8 MAY 2004, Page 60

Lifting the gloom

Michael Vestey

I've never particularly liked athletics, but the breaking of the four-minute mile by Roger Bannister on 6 May 1954 retains a unique hold on the imagination. It was drab postwar Britain, city smogs had killed the vulnerable and rationing was still in force. The coronation and the conquest of Everest had lightened the gloom, but somehow Bannister's achievement raised morale, and the story of how he did it continues to fascinate.

Radio Four marked the 50th anniversary last week with Six Men and Four Minutes (Friday), presented by the racehorse trainerturned-broadcaster Charlie Brooks. The programme also followed the subsequent careers of all six athletes who competed in the race, as well as those of Bannister's two pacemakers, Christopher Chataway and Chris Brasher. There were two other Oxford graduates running that evening at the cinder track on Iffley Road, Oxford: Alan Gordon and George Dole. The sixth runner was a northern counties champion called Tom Hulatt, a Derbyshire colliery worker and the only non-university man in the field, chosen by the selectors, it was thought, to avoid the rules about overusing pacemakers.

The previous record was 4.1.3 seconds, set in 1945. Bannister thought he could do it in under four minutes and set about it with Chataway and Brasher. Some urgency was required as two foreign runners were getting closer to the record, notably the Australian John Landy. In front of a small crowd, Brasher did the pacemaking first, followed by Chataway, and the record was broken. Bannister ran the mile in 3.59.4 and became a national hero. The three men remained in contact until Brasher died last year, all of them responsible in their own ways for Bannister's feat. Landy broke Bannister's record six weeks later (ironically racing against Chataway), which briefly upset Bannister, it appears, though they still remain friends.

Afterwards, Bannister beat Landy at the Empire Games in Vancouver and went on to become a neurologist and Master of Pembroke College, Oxford. Chataway was a government minister and chairman of the Civil Aviation Authority and Brasher unexpectedly won an Olympic gold medal in the 3,000-metre steeplechase before becoming a successful businessman and co-founder of the London Marathon. Hulam who came third in the race, simply returned to his old job loading coal at a colliery before becoming the county pest-control officer. As someone said, it didn't open any doors for him and he died in 1990. Another athlete, Nigel Miller, was meant to be taking part in the race but a mix-up prevented his inclusion, which he regrets to this day.

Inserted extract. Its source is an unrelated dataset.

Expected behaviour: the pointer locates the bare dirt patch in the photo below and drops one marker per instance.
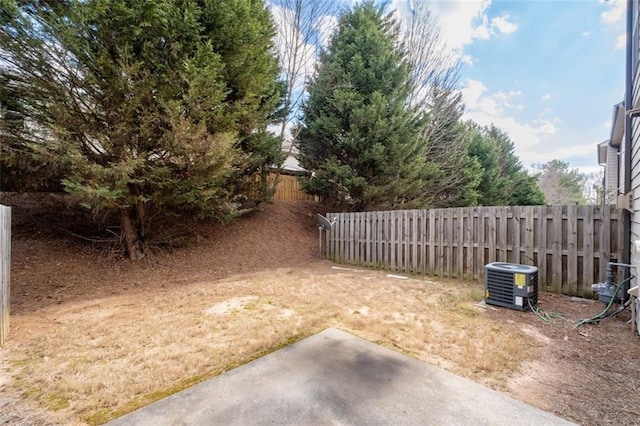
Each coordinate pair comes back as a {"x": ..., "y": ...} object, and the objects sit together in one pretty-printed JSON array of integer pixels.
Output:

Broadcasting House on Radio Four (Sundays) is becoming even more irrelevant and useless than it has been in the past. Described by the BBC as a fresh approach to the news, it barely seems to offer any approach other than jokey and ironic. It improved for a while, but seems to have descended back into its cranky, quirky origins where even the jokes don't seem to work. There's news at the top of the programme, but after that the point in listening to it fades. On Sunday, the day after ten new nations joined the EU, the presenter Fi Glover, referring to the expected influx of migrants, asked their reporter at Victoria station, 'Have we been invaded, John?' The reporter had found a Pole, and asked him if he'd come to steal our jobs and women. It was clear that the programme was bent on dismissing concerns about mass immigration. The Sunday Telegraph did much better, finding plenty of Eastern Europeans in or heading for Calais. Perhaps Victoria station was the wrong place to be. They probably weren't coming in from West Dulwich.

There was an item about Tony Blair's current state of mind, and Leo Abse, the former Labour MP, launched his usual torrent of psychobabble. He thought Blair had too many psychological flaws to be tolerated any longer. (This may be, but Abse, the worst kind of amateur psychologist, says this sort of thing about other politicians.) He was balanced by the sycophantic former Scottish secretary Helen Liddell, for whom her hero could do no wrong. Glover, who is clearly more at home on her former station Five Live, introduced an irritating flop about fitness workouts for Cabinet ministers in the light of nannying government advice to the public, followed later on by a pointless report about the significance of television-programme signature tunes, as Michael Parkinson is taking his with him to ITV. Not for the first time I wondered what I was doing listening to this rubbish. In future, it's either the eight o'clock news and newspaper round-up on Radio Four, which lasts for only seven minutes, or Weekend Breakfast on Five Live with Brian Alexander and Gillian Joseph. Too much is going on in the world to waste time on Broadcasting House, though sometimes, I fear, duty will call.